Question

A rectangular sheet of tin 45 cm by 24 cm is to be made into a box without top, by cutting-off square from each corner and folding up the flaps. What should be the side of the square to be cut-off so that the volume of the box is maximum?

Answer 1

Let the side of the square to be cut off be x cm. Then, the height of the box is x, the length is 45-2x and the breadth is 24-2x.
Let V be the corresponding volume of the box then,

$V=x(24-2x)(45-2x)\Rightarrow V=x(4x^2-138x+1080)=4x^3-138x^2+1080x$
On differentiating twice w.r.t.x, we get
$\frac{dV}{dx}=12x^2-276x+1080$
and $\frac{d^{2}V}{d{x}^2}=24x-276$
For maxima put $\frac{dV}{dx}=0$
$\Rightarrow 12x^2-276x+1080=0\Rightarrow x^2-23x+90=0\Rightarrow (x-18)(x-5)=0\Rightarrow x=5,18$
It is not possible to cut-off a square of side 18 cm from each corner of the rectangular sheet.
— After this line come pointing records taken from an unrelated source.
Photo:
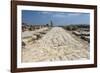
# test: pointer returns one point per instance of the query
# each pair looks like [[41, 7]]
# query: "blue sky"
[[58, 18]]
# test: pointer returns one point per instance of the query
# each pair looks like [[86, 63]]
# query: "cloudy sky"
[[58, 18]]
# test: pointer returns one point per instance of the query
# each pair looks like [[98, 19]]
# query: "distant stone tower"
[[51, 23]]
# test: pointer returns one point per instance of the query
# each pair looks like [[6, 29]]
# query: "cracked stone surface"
[[56, 45]]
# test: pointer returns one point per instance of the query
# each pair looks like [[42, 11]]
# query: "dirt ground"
[[56, 45]]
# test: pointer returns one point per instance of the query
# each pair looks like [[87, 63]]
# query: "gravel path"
[[56, 45]]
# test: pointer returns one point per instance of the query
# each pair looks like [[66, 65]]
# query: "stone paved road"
[[57, 44]]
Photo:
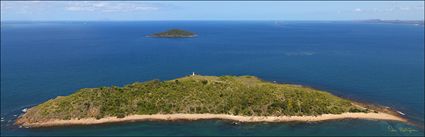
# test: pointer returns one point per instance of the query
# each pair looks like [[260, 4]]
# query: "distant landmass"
[[238, 98], [174, 33], [413, 22]]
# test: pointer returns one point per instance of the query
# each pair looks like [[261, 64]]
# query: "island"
[[195, 97], [173, 33]]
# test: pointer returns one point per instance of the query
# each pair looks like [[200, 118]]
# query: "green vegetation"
[[243, 95], [174, 33]]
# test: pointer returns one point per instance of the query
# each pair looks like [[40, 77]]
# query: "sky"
[[209, 10]]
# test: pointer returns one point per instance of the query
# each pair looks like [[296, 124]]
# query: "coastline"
[[248, 119]]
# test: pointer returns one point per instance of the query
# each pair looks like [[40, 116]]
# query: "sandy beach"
[[171, 117]]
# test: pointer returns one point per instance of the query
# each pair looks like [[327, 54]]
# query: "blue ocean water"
[[375, 63]]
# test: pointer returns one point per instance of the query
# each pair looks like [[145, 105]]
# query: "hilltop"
[[210, 95]]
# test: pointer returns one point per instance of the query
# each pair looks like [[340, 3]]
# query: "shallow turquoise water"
[[375, 63]]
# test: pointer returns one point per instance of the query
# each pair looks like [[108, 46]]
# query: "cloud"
[[110, 6], [357, 10]]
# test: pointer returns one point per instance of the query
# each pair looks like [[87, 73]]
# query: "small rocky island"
[[194, 97], [173, 33]]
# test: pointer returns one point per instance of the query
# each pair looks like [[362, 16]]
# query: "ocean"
[[374, 63]]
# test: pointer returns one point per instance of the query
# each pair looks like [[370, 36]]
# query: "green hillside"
[[237, 95]]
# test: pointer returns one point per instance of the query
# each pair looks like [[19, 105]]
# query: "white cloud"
[[358, 10], [110, 6]]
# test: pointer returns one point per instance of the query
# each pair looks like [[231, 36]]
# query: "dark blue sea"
[[374, 63]]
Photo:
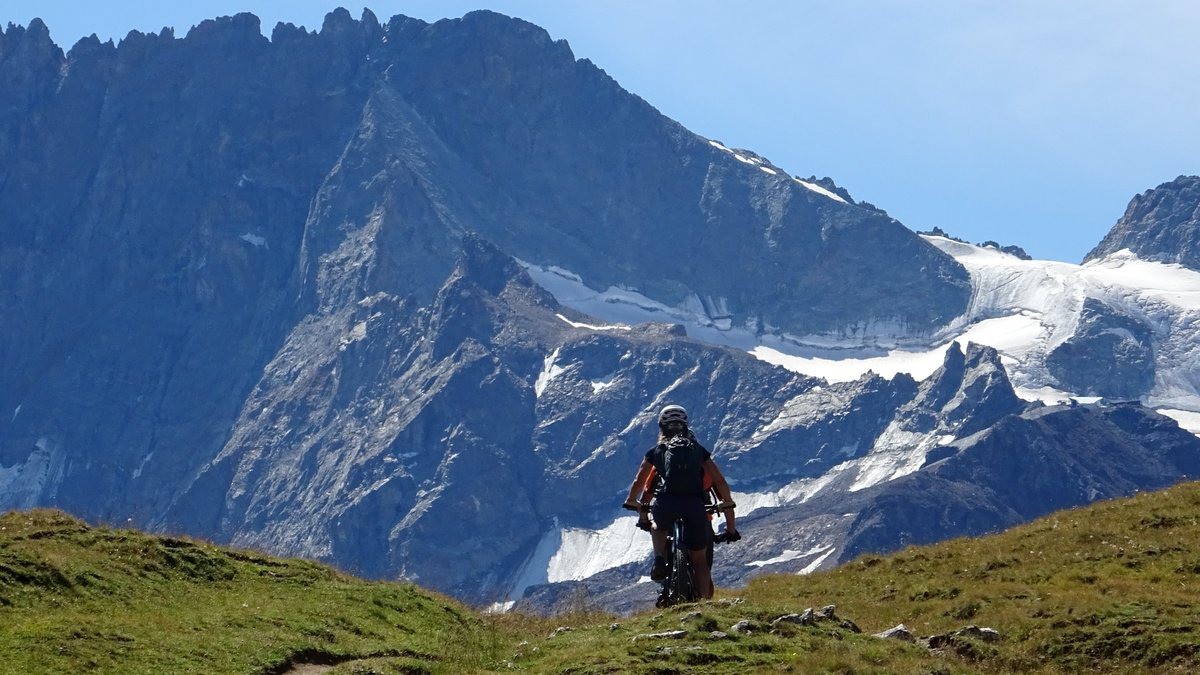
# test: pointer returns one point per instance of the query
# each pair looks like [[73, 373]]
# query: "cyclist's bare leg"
[[701, 573]]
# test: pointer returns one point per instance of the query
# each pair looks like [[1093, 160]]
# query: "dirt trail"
[[309, 669]]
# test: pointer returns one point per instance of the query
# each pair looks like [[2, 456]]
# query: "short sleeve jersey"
[[657, 457]]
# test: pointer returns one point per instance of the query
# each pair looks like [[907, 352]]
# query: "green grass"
[[76, 598], [1108, 589]]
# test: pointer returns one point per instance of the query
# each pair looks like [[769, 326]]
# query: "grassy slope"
[[1110, 587], [76, 598]]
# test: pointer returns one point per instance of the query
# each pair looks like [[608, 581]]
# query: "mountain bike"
[[679, 585]]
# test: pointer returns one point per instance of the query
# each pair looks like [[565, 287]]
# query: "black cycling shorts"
[[696, 530]]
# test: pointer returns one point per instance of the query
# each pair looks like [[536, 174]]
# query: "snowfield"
[[1023, 309]]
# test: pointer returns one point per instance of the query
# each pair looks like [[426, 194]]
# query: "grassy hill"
[[1110, 587]]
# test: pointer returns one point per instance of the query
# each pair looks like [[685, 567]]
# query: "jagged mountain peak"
[[1159, 225]]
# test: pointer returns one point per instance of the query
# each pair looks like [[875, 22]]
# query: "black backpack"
[[682, 471]]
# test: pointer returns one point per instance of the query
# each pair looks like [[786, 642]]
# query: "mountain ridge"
[[289, 293]]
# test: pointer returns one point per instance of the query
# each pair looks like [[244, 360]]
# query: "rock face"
[[1159, 225], [1111, 354], [1030, 460], [276, 292]]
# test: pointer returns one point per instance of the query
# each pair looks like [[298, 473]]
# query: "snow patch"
[[790, 555], [550, 370], [255, 240], [589, 326], [142, 466], [820, 190], [813, 566], [601, 384], [583, 553], [1188, 420]]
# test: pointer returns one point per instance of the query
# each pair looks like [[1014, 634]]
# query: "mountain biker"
[[682, 464]]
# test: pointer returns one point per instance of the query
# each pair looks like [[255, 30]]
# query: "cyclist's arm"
[[639, 482]]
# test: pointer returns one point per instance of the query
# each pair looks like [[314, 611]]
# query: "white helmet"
[[672, 413]]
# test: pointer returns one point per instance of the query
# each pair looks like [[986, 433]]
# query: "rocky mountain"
[[406, 297], [1159, 225]]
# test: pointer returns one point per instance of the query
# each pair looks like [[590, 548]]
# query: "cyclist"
[[682, 465]]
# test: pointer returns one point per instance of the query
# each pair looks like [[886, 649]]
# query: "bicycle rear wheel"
[[683, 585]]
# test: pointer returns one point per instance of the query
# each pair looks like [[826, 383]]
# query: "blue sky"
[[1029, 123]]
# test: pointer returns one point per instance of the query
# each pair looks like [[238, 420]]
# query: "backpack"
[[682, 471]]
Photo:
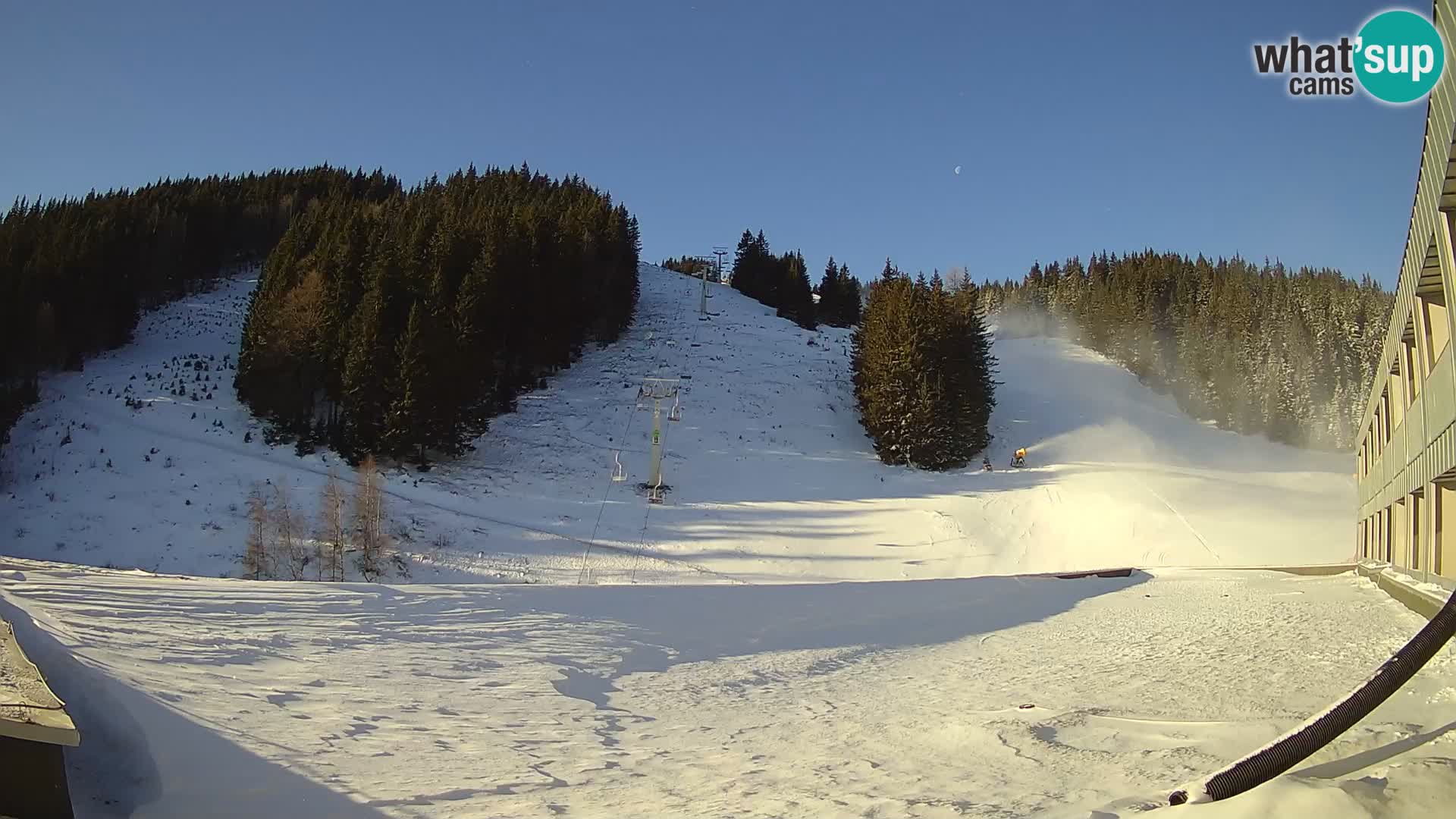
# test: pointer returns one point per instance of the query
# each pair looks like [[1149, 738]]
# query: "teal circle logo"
[[1400, 55]]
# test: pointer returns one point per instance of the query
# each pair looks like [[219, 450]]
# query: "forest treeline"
[[783, 281], [692, 265], [924, 371], [1257, 349], [400, 327], [74, 273]]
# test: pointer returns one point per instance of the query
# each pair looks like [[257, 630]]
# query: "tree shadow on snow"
[[140, 758]]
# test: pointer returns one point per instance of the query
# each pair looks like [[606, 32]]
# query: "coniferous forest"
[[839, 295], [74, 273], [400, 327], [924, 371], [1257, 349], [691, 265], [778, 281]]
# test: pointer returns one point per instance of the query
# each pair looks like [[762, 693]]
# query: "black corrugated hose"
[[1316, 732]]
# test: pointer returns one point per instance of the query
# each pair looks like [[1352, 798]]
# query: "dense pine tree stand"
[[1256, 349], [778, 281], [74, 275], [384, 321], [398, 328], [924, 372]]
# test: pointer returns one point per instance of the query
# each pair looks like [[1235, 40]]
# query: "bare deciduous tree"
[[331, 528], [287, 531], [256, 561], [369, 521]]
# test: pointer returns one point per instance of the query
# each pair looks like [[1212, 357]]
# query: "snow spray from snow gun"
[[1321, 729]]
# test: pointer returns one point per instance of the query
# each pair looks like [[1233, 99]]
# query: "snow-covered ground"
[[772, 479], [976, 697], [731, 651]]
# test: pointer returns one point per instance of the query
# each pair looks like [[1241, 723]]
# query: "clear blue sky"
[[832, 126]]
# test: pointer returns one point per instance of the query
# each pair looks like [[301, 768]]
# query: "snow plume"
[[1025, 322]]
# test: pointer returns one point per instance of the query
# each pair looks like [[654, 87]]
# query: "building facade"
[[1405, 460]]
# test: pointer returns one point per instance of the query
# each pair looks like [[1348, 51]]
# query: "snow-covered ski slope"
[[981, 697], [731, 679], [772, 479]]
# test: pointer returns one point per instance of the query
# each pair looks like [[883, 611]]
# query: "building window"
[[1435, 322]]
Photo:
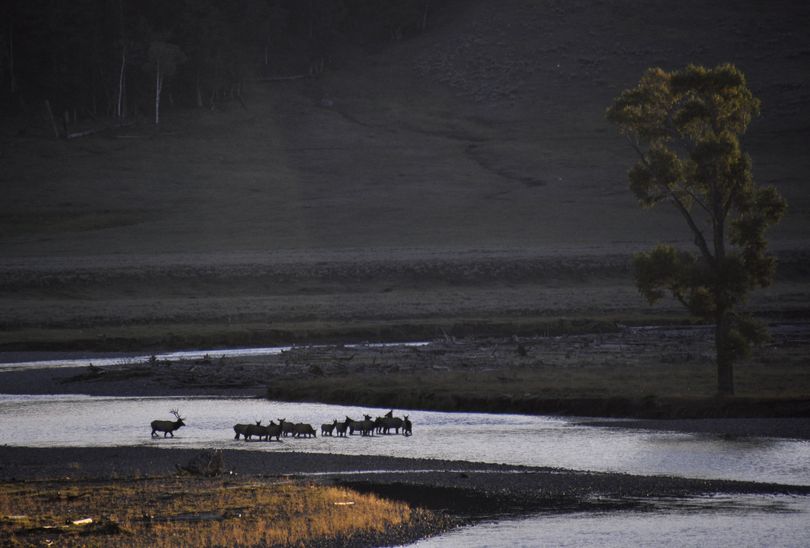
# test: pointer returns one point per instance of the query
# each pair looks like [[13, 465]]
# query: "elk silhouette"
[[243, 429], [167, 427]]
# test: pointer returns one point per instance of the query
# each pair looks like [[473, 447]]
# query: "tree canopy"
[[685, 127]]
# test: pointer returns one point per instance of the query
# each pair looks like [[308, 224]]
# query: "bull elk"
[[327, 429], [167, 427], [242, 429], [274, 430], [304, 430]]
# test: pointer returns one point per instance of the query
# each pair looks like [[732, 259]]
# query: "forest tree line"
[[116, 58]]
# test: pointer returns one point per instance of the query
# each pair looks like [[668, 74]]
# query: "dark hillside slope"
[[463, 175]]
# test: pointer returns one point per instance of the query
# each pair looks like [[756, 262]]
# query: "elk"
[[255, 430], [366, 426], [167, 427], [327, 429], [274, 430], [341, 429], [242, 429], [288, 429]]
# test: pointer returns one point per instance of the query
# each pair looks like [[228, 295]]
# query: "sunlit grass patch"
[[174, 512]]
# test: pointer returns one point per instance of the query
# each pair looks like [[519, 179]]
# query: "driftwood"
[[91, 131], [282, 78], [206, 463]]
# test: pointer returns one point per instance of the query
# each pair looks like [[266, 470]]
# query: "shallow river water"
[[71, 420]]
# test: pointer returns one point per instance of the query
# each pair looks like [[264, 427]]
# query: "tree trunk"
[[425, 16], [119, 107], [724, 356], [12, 80]]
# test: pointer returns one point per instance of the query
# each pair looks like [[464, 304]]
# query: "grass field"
[[197, 512]]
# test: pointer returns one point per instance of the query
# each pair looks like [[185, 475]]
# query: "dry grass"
[[183, 512]]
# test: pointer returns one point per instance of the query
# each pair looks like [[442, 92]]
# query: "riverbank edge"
[[134, 381]]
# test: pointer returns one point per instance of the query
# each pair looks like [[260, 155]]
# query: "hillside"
[[466, 175]]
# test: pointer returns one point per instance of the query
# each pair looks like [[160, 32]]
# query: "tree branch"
[[700, 240]]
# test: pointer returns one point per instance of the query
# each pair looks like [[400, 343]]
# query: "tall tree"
[[685, 127]]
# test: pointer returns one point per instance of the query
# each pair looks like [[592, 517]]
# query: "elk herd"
[[387, 424]]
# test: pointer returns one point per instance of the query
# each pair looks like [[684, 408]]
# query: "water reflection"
[[511, 439], [741, 520]]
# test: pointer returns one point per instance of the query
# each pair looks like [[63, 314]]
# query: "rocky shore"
[[459, 490]]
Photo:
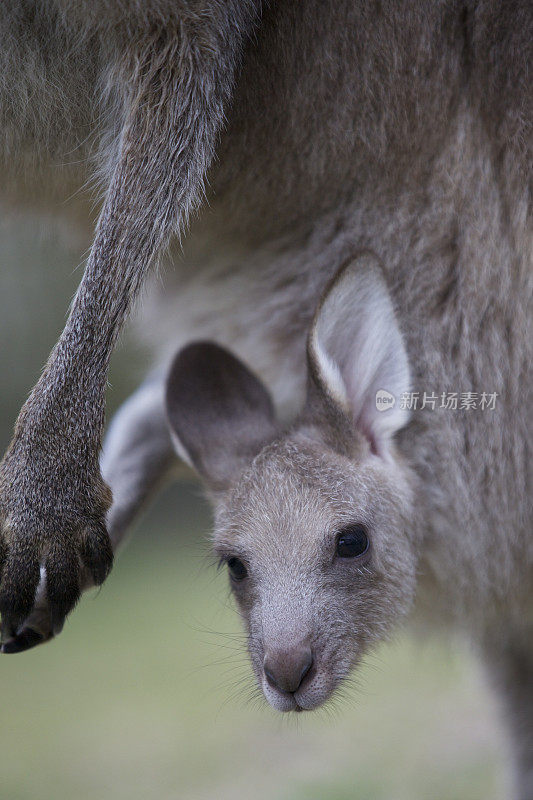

Thus, x cannot be equal to 18.
At $x=5,{\left(\frac{d^{2}V}{d{x}^2}\right)}_{x=5}=24\times 5-276=120-276=-156<0$
$\therefore$ By second derivative test, x=5 is the point of maxima.
Hence, the side of the square to be cut-off to make the volume of the box maximum possible is 5 cm.